No matter. Moments after he saw the show, a charmed Mackintosh offered to transport it from its bandbox site to the pilastered prestige of London’s West End. There its exuberance and energy wedded happily with a larger space and wittier, more elaborate settings, a fantasy urban landscape in which skyscrapers look like zoot-suited people. So he decided to brave Broadway, where Five Guys Named Moe boogied in last week. It is a slight, sometimes silly but absolutely joyful experience, larkish and lighthearted and a bit like running around with a lampshade on your head.
There are two significant things that Five Guys ain’t. First, Ain’t Misbehavin’, the finest of all revues of recent decades. The emotions in Five Guys aren’t as rich and varied, the performances aren’t as dazzling, and the lyrics aren’t as memorable. But Ain’t Misbehavin’ is long gone, and Five Guys is here now. Second, Five Guys isn’t English. Its creators, librettist Clarke Peters and director-choreographer Charles Augins, are Americans, as are the half a dozen actors. The sensibility is very 1940s American.

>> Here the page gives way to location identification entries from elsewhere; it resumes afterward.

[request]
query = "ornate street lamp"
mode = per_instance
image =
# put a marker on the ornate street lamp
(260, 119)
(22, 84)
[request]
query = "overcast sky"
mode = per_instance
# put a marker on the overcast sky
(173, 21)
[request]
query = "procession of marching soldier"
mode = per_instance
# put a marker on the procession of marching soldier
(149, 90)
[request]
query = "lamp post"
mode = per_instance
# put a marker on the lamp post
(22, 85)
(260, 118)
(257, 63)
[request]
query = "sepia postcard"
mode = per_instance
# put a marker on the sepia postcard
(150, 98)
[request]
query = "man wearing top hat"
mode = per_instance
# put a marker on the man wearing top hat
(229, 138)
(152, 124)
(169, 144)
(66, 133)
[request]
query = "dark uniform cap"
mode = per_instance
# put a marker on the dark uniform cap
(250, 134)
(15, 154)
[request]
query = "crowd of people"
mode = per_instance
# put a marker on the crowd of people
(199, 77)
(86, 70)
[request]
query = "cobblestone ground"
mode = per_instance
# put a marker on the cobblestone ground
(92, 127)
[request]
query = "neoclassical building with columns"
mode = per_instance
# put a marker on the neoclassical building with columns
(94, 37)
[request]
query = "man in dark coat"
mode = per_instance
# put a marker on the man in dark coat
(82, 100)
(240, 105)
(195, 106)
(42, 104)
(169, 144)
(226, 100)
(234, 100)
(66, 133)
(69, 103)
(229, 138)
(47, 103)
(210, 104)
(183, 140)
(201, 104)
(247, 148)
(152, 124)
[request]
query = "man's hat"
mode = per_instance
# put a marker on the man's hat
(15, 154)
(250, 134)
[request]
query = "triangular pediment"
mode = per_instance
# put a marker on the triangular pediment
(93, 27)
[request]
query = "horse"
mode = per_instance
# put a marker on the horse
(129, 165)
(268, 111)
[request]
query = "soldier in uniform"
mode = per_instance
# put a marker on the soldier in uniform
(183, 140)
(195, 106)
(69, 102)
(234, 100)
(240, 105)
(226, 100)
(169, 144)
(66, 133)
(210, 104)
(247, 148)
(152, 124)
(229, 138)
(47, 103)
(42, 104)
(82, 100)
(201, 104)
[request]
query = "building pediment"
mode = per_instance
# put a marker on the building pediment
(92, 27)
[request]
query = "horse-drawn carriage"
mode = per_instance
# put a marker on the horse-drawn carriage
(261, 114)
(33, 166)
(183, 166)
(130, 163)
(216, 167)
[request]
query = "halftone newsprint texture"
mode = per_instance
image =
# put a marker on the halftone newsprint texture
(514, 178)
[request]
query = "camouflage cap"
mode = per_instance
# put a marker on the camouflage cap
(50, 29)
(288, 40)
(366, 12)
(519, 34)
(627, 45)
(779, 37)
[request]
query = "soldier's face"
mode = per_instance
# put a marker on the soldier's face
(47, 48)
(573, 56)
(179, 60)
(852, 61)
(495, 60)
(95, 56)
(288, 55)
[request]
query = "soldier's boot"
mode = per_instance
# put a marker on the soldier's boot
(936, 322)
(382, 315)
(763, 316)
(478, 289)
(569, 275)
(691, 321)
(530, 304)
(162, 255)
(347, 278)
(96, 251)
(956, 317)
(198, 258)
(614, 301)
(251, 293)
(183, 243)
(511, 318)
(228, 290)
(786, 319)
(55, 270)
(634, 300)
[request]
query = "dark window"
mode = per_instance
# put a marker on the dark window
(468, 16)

The escapism is more timeless: this is an all-black show with absolutely no references to white people, pro or con. The nearest it comes to relevance is a rudimentary feminism, at one point disavowing the sexism of some of the vintage numbers. One can get all humorless and huffy about the feathered costume for Ain’t Nobody Here but Us Chickens and the rest of the cheery inanity. One can insist that the theater be meaningful and memorable. Or one can, more sensibly, check one’s higher consciousness at the door and have a shallow but rollicking time.